BGSU chemist serves up food for thought at the first Science Café

Dr. Alexis Ostrowski speaks about her photochemical research and how it applies to Lake Erie during the October, 2020 Science Cafe. The slide shows Ostrowski with Dr. Giuseppi Giammanco, during his graduate studies at BGSU

By DAVID DUPONT

BG Independent News

Dr. Alexis Ostrowski served up some spaghetti and meatballs at Bowling Green State University’s first Science Café.

Not literally, of course. The professor of chemistry used the pasta dish as the image for the compound made of iron and alginate that’s at the heart of her research, and now at the center of a concept of how to address toxic algal blooms in Lake Erie.

The first Science Café was held Saturday. Dr. Tim Davis, a professor of biological sciences, explained that the monthly events are aimed at sharing faculty research related to Lake Erie with the broader community. “We really wanted to connect on a more person-to-person level.” 

As conceived the cafés would have been held in informal community spaces such as coffee shops and breweries, but that’s not possible. So, Saturday’s café was held inside the ballroom at the Bowen-Thompson Student Union where about 20 people could be seated socially distanced, while another few dozen watched remotely.

Ostrowski traced how a basic research question led to addressing a critical environmental problem.

Ostrowski, who came to BGSU in 2012, is affiliated with the Center for Photochemical Research. She has received a National Science Foundation CAREER award. That marks her as “an up-and-coming researcher,” Davis said.

The interaction of light with iron in its FE(III) state produces fascinating results, one that’s been used by artists as well as scientists. It is one of the oldest chemical reactions.

A paper by Dr. Carl Carrano of San Diego State looked at how FE(III) is involved in biological systems, particularly sea kelp.

With this research in mind, Ostrowski and then doctoral student Giuseppe Giammanco were inspired by seeing brown seaweed spread across a beach. They wondered, Ostrowski said, whether this  photochemical reaction was occurring in seaweed.

They decided to model the process in a compound using iron and polysaccharide (alginate). The result was the spaghetti and meatball-like structure. The alginate formed the long strands like the pasta while the iron formed as clusters within like meatballs. 

This formed a jam-like consistency, a hydrogel.

When light was shined onto this hydrogel, it changed the interactions of the strands and clusters. The spaghetti, as it were, was cut up, the meatballs started breaking down. It became a liquid.

The research team had developed biodegradable beads.

As a scientist Ostrowski wondered: “What can we use this for?”

At about this time her and the rest of the region’s attention was rivetted by the 2014 water crisis in Toledo that left about 500,000 people without water. The problem was algae created a highly toxic microcystin bloom over the Toledo water system’s intake valve.

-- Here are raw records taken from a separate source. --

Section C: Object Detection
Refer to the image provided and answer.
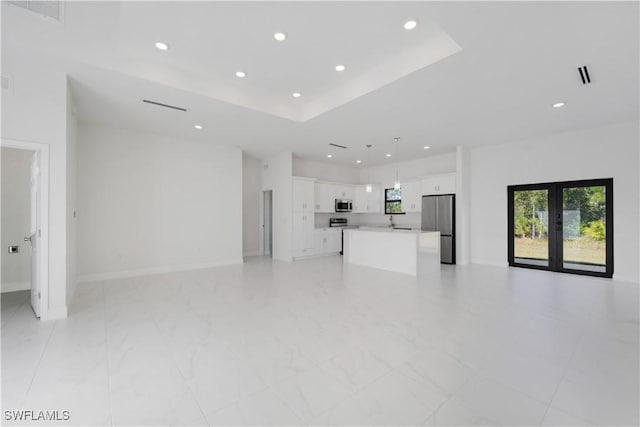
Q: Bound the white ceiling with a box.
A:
[2,2,640,166]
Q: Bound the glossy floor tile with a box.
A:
[1,257,640,426]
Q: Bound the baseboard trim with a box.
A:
[467,260,509,268]
[40,306,68,321]
[0,282,31,294]
[78,258,244,283]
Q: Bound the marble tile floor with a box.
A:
[1,257,640,426]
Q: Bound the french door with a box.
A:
[507,178,613,277]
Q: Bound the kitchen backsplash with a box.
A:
[315,212,422,228]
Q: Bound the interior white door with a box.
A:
[262,190,273,256]
[29,152,40,317]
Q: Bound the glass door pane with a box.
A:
[513,189,549,267]
[562,185,607,273]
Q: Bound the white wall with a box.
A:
[262,151,293,261]
[0,147,34,292]
[2,46,67,320]
[77,123,242,280]
[359,153,456,227]
[293,157,362,184]
[470,122,640,282]
[242,153,262,256]
[66,83,78,307]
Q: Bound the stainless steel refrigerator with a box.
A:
[422,194,456,264]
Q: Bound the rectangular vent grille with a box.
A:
[142,99,187,111]
[9,0,61,21]
[578,65,591,85]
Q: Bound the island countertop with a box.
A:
[343,227,440,276]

One of her colleagues Dr. Bob Midden was working on a solution to what was widely believed to be a major source of the problem – runoff from farm fields in the Maumee River Watershed.

He was looking at ways to trap the phosphate that was a main culprit in promoting the toxic algal blooms.

“What I love about Dr. Midden’s work is he’s not just looking at this as a waste problem, but as a way to create a really great resource for the farmer,” Ostrowski said.

These large-scale dairy operations are trying to manage the problem. The liquid waste is stored in lagoons. This can be sprayed on fields, but that’s expensive, she said. And if it rains the next day, the nutrients just run off into the watershed.

Also, heavy rains, which are becoming more common because of climate change, can cause the lagoons to overflow and release the liquid manure and its nutrients into the system.

Midden is looking at a way of mining the phosphate in solid form. That makes it possible to recycle it as fertilizer. This becomes important as the sources for natural phosphates are diminishing.

Chemistry has shown that those “spaghetti-and-meatballs” compounds can trap the phosphates, Ostrowski said.

Those beads with the trapped phosphate can then be applied to the field where they will break down in the light.

The vision, she said is to “create a recycling method to take the animal waste from the dairy cows, suck up the phosphate in these hydrogel beads, and then use that as  fertilizer for plants those plants eaten by animals or humans.”

Another doctoral student Jayan Karunarathna looked at the effect these beads had on tomato plants grown in the BGSU greenhouses. The plants fertilized with these beads didn’t do quite as well as those treated with commercial fertilizer, but much better than those not fertilized, Ostrowski reported. And the beads did not damage the plants. 

The next step would be to test it on a farm field, she said.

At this point, the beads are too expensive to produce to be economically feasible.

The work is continuing.

Ostrowski urged those in the audience to get involved. Students are eligible for paid positions working in the university’s labs. And the public can become citizen scientists, helping to monitor the region’s waterways.

The Rotarians in District 6600 have doing testing in the watershed for the past several years, she said.